El chico de barrio aficionado al fútbol, el hijo del relojero… cualquiera puede ser nazi. Porque un nazi es el que hace cosas nazis, es decir, aquel que ejerce la banalidad de la violencia. Basta con subirse al escenario y pegarle una hostia al cómico de turno, amenazar a un escritor que firma ejemplares en su caseta o reírse al presenciar la escena. Nada extraordinario, nada alejado de las múltiples manifestaciones con las que el mal nos pervierte cada mañana. Aquí no hay un culto a la estética ni minorías perseguidas. Cualquiera puede ser el objetivo porque el nazismo gana el juego de la democracia con defectos. Ellos están por todas partes, pero nadie parece verlos. ¿Quiénes son ellos? Nazis que ejercen el terror físico contra el individuo y las masas.

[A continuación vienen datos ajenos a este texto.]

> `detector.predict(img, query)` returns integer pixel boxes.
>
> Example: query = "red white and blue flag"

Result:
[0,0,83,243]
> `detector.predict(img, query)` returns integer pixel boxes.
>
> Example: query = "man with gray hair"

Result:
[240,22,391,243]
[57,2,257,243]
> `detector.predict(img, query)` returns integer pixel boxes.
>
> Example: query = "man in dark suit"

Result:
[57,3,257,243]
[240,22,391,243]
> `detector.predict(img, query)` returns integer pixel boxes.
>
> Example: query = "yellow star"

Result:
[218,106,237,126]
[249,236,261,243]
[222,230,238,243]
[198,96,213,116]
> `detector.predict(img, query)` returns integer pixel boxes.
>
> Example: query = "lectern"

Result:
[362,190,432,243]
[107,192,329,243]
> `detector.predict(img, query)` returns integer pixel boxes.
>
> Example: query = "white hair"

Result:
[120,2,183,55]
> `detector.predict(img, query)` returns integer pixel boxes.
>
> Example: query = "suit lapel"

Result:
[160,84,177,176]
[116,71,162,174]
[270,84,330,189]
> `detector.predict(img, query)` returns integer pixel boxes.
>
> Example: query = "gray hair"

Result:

Suele ser habitual que, cada vez que un nazi actúa, la respuesta de las autoridades sea tibia. «Vamos, circulen», dice el policía indolente mientras el nazi se aleja sin pensar en hacer el bien o el mal. Desde fuera percibimos la asimetría con la que se reacciona ante este tipo de conductas. Nazis intocables, nazis en las instituciones, nazis marcando los tiempos de la calle, nazis. Frente a la inacción, los ciudadanos recurren al señalamiento y la denuncia en redes. Debemos equiparar la palabra nazi al «¡fuego, fuego!», utilizar el dedo como arma. De lo contrario, ganará el matón.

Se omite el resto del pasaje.